Establishing a template pool with the size of M;

s2, extracting the characteristics of the template frame and the search frame through the target tracking module, and then obtaining a response score map through convolution responseAccording to the quality evaluation index, the current new template is subjected to

Carrying out quality evaluation;

2. The method of claim 1, wherein the target tracking method comprises the following steps: in the step S1, the target tracking module is used to track the initial time t₀And performing data augmentation on video pictures at all times, performing rotation, translation, scale transformation and inversion operations on a given target according to a target tracking task to obtain templates of different postures of the target, and storing the templates into a template pool with the size of M.

3. The method of claim 2, wherein the target tracking method comprises the following steps: in the step S2, feature extraction is performed on the template frame and the search frame respectively by using the backbone network of the target tracking module according to the provided image data, convolution operation is performed on the obtained feature maps respectively to obtain a classification map and a regression map, and quality evaluation is performed on the classification map.
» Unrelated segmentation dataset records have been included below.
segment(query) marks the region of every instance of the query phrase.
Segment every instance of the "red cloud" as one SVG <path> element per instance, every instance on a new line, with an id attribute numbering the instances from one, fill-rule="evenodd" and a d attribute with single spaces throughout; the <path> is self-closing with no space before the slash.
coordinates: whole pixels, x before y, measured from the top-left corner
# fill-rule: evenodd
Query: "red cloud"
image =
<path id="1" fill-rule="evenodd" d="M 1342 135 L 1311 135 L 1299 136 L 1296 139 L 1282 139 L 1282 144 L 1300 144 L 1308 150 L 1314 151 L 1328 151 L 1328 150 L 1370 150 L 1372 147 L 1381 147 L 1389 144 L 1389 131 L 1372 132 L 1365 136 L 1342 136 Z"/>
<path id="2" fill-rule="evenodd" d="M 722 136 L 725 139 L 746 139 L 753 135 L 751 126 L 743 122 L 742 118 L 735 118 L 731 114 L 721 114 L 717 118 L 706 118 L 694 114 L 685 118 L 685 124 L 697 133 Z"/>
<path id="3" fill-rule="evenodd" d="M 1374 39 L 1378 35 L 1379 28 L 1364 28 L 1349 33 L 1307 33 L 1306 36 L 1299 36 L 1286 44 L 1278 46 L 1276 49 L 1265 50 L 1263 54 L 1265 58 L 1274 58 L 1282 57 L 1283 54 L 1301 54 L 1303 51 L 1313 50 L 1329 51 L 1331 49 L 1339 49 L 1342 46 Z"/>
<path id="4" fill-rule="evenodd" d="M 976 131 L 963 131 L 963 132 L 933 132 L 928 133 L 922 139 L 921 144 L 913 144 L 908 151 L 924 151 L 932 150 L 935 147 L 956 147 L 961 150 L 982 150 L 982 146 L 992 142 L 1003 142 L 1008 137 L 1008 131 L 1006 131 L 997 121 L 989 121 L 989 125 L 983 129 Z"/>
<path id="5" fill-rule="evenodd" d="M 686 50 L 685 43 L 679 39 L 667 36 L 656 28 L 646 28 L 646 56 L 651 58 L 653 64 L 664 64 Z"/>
4. The method of claim 3, wherein the target tracking method comprises the following steps: the quality evaluation index calculation formula is as follows:

5. The method of claim 4, wherein the target tracking method based on quality and similarity evaluation online template update comprises: passing the current template in the step S3

wherein

6. The method of claim 5, wherein the target tracking method comprises the following steps: in step S4, all templates in the template pool have different weights, except the initial template, and the other templates are assigned weights according to the distance of the current frame template, where the specific weight assignment formula is as follows:

represent the normalization of subsequent template weights;

the final output template is as follows:

Represented as historical frames.

7. The method of claim 6, wherein the target tracking method comprises the following steps: in step S6, the empty hole convolution layer is four convolutions of 3x3, and the expansion rates thereof are (m, n) ∈ { (1,1), (1,2), (2,1), (2,2) }, and the process of feature fusion may be as follows:

represents a single hole convolution and represents cross-correlation.